Der Briefschlitz zerschlägt meinen Traum. Walli ist nicht zu Hause. Ich tappe durch die Kälte des Flurs und bücke mich nach dem bräunlichen Umschlag. Ich reiße ihn sofort auf und eile ins Wohnzimmer, wo ich die DVD ins Gerät einlege. Ein Glas steht bereit, das ich in einem Zug leere.
Ich bin froh, dass Walli nicht im Haus ist. Eigentlich könnte ich mir den Film sparen. Selbst das Datum wurde nicht geändert: 16. 06. 2022. Der Mann in der Totale. Er schaut aus dem Fernseher. Traurig scheint er mir. War er beim letzten Mal auch traurig? Der Parkschein! War das letzte Mal heute?
Langsam nähere ich mich dem Wahnsinn. Zweimal derselbe Tag ist unmöglich. Eine logische Erklärung bietet sich nicht. Der »Groundhog Day« ist ein Hollywoodfilm, aber keine Erklärung. Dass ich träume, wäre zu simpel für meinen analytischen Verstand. Walli fehlt mir. Ihre witzige Überheblichkeit ist besser als Wahnsinn.
Es ist zehn vor elf Uhr. Ich hole meinen Koffer, klappe den Deckel auf. Eine Patrone fehlt. Ich untersuche das Magazin, ziehe den Verschluss zurück. Sie fehlt! Meine Hände zittern. So kann ich keinen Job erledigen. Auf dem Sofa versuche ich meine Nerven zu beruhigen, indem ich die Decke anstarre. Ich kann nicht einfach schlappmachen. Widerstrebend nehme ich den Koffer und gehe.

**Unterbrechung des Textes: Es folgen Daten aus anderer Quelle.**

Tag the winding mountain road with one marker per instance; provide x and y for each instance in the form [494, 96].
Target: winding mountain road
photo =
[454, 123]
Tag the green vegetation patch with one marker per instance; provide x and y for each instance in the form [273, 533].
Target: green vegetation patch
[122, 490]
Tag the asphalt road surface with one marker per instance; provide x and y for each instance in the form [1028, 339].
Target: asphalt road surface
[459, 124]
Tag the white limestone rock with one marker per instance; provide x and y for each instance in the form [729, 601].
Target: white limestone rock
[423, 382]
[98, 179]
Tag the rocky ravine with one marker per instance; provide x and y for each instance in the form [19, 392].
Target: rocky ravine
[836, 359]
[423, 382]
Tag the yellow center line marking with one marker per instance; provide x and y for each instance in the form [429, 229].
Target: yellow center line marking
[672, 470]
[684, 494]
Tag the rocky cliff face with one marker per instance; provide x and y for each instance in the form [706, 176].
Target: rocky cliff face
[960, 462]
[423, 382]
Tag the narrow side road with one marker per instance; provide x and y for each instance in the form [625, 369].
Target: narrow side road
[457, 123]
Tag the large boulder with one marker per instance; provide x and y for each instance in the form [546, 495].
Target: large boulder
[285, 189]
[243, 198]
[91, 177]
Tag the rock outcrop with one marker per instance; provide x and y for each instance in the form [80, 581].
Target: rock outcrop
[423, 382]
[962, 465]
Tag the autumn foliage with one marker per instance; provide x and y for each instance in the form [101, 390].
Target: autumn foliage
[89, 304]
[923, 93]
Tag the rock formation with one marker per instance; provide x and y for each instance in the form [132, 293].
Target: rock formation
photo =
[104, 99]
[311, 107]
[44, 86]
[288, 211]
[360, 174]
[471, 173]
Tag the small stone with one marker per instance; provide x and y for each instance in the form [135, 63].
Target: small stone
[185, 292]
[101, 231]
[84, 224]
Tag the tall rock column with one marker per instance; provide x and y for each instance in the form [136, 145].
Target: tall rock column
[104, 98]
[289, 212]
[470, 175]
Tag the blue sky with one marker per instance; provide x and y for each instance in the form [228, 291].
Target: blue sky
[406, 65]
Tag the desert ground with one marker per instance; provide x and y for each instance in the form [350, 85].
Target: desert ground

Alles wie beim letzten Mal. Wann war das? Das Navi dirigiert mich mit äußerster Präzision aus dem Parkhaus und ins Straßennetz hinein. Diesmal erstaunt mich die Geschwindigkeit nicht. Es hat keinen Sinn, Orientierungspunkte zu suchen, die Straße ist eine schmutzige Linie, Häuser rasen als farblose Punkte vorbei und verdichten sich im Rückspiegel. Der Wagen steht. Ich sitze auf der dunklen Seite, passe mein Werkzeug zusammen, prüfe den Wind, lauere. Er kommt allein von rechts. Gedrückt nähert er sich der Granittreppe. Ich habe Zeit, ihn zu beobachten. Er ist traurig. Sein Gesicht kommt mir bekannt vor. Ein Killer darf niemals über die Gesichter der Opfer nachdenken. Trotzdem! Er wirkt unendlich traurig! Die Türen schieben auseinander – der Lichtblitz! –, aber ich bin vorbereitet und schalte für diesen kurzen Moment die Elektronik ab. Er steht auf der obersten Stufe und schaut, wie ein geschlagener Feldherr, zu mir herüber. Das Fadenkreuz klebt auf seiner Stirn, der Schnittpunkt zwischen den Augen. Ich drücke ab. Die Türen gleiten zusammen, ein Lichtblitz brennt in die Zieleinrichtung. Drei Sekunden zum Regenerieren! Die Treppe ist leer.
»Ich habe versagt!«
Ich werfe die TPG -1 auf die Rückbank und fahre. Die Befehle des Navis. »Die nächste Straße nach rechts!« Es macht sich nicht die Mühe, mich in höflicher Form anzureden. Links, rechts, gerade Strecken, in die sich der Wagen einsaugt. Der Tunnel, in dem das Licht verlöscht. Diesmal muss ich das Steuer nach rechts halten. Nichts ist zu sehen, außer der Armaturenbeleuchtung – die Tachonadel ist verschwunden. Ich versuche, mich auf den Weg zu konzentrieren, der unsichtbar bleibt. Die kleinste Berührung mit der Tunnelwand wird den Wagen zerfetzen! Kaum merklich spüre ich die Rechtskurve. Der Wagen schraubt sich in unendliche Tiefe. Plötzlich gleißendes Licht, das meine Augen schmerzt. Ich presse die Lider zusammen, halte eine Hand vor die geschlossenen Augen, stürme blind aus dem stehenden Wagen. Sonnenwärme brennt meinen Kopf. Ich kann nicht in diese schreckliche Helligkeit schauen. Ruhe hüllt mich ein, dass ich mein pochendes Herz höre.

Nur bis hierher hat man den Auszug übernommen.